Economic authoritarians of all stripes (these’d be Hayek’s “socialists of all parties”: I’m not singling out the Left here) love to argue that markets can only operate — or only operate at the levels they do — thanks to the complex (and expensive) framework of society. Thus, since commerce is contingent on society, commercial agents owe society for the benefits they reap — and therefore taxation is just payment rather than theft. You gotta pay for the apparatus of contract (and criminal) law, a strong military to keep the bad guys away, schools and colleges to educate your employees, and so on. The tax man is just internalizing an external cost. Right?
Megan McArdle wonders why we don’t apply the same reasoning to other private interactions that, like commerce, benefit from a well-ordered society:
You can only make money in the context of society, and so society has a right to regulate your transactions, and seize the proceeds, in any way that society sees fit.
And yet, the argument applies just as well to our sex lives or our political beliefs: they take place in the context of all sorts of government protections, from rape prosecutions to whistleblower laws.
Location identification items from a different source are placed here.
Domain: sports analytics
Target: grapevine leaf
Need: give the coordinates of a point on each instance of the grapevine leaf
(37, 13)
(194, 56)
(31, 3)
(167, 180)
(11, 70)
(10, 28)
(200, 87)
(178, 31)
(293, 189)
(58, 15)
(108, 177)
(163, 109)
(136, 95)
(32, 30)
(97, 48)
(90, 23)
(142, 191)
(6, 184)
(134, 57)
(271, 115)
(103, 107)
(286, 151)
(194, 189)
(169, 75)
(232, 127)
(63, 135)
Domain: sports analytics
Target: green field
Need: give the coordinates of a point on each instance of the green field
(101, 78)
Without markets and the government, the “anything between two consenting adults” morality to which the majority of the elite subscribes would be impossible; the closest substitute for these things is family, and families have a very clear, deep, and persistent interest in regulating the sexual behavior of their members.
Does this mean that the government (or our employers) may properly restrict our sexual behavior to that of which a majority of our neighbors approve? That bed you’re having sex in probably travelled on the interstate highway system, so standby for government inspection….
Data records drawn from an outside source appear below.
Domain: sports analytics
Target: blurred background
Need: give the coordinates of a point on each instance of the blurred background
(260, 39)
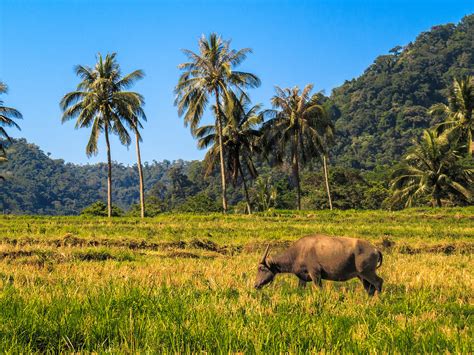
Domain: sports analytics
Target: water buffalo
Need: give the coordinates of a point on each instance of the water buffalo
(317, 257)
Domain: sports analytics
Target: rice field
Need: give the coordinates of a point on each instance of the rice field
(183, 283)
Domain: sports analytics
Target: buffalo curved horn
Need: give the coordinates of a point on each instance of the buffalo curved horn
(265, 254)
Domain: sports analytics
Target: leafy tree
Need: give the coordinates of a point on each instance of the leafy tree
(102, 104)
(100, 209)
(432, 169)
(458, 115)
(296, 128)
(200, 203)
(211, 73)
(265, 193)
(7, 119)
(239, 138)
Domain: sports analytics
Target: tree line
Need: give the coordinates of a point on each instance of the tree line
(296, 131)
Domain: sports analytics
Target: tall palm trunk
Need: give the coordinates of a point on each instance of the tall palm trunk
(109, 175)
(327, 180)
(140, 174)
(221, 152)
(249, 208)
(296, 171)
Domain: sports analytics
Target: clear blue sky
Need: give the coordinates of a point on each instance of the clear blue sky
(294, 42)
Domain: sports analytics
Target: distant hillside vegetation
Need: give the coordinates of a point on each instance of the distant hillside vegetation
(36, 184)
(385, 108)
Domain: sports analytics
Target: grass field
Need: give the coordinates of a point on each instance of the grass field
(183, 283)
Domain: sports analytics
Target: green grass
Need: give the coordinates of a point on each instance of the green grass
(183, 283)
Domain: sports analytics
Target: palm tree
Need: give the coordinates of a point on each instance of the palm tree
(7, 119)
(458, 115)
(210, 73)
(239, 138)
(431, 169)
(297, 125)
(101, 103)
(136, 124)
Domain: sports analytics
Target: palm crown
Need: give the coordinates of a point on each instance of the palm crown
(299, 125)
(458, 115)
(433, 169)
(211, 72)
(101, 102)
(240, 136)
(7, 119)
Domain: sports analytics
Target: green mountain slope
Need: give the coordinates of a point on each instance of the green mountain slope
(385, 108)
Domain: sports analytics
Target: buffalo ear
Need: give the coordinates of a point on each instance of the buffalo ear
(265, 255)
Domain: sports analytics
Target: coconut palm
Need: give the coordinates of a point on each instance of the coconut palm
(136, 125)
(297, 128)
(211, 73)
(7, 119)
(239, 138)
(431, 169)
(102, 104)
(458, 115)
No? The government can’t do that? Then why is this argument supposed to be a telling blow against arguments for strong property rights and freedom from interference in voluntary economic transactions?
Of course, the government has regulated sexual behaviour based on what an apparent majority thinks is best for society. Hence prohibitions on miscegenation, sodomy, polyphilia, and other acts between consenting adults — most of which have either fallen entirely out of favour or are rapidly doing so, as people have come to recognize that government has no business in the sex lives of its citizens, even if it enables them.
What does this say about regulation of commerce?
There are appropriate laws concerning sex — all of which prohibit aggression. The same naturally applies to commerce. But as Don Boudreaux notes (curiously without referencing the lex mercatoria), you don’t need a government to have laws.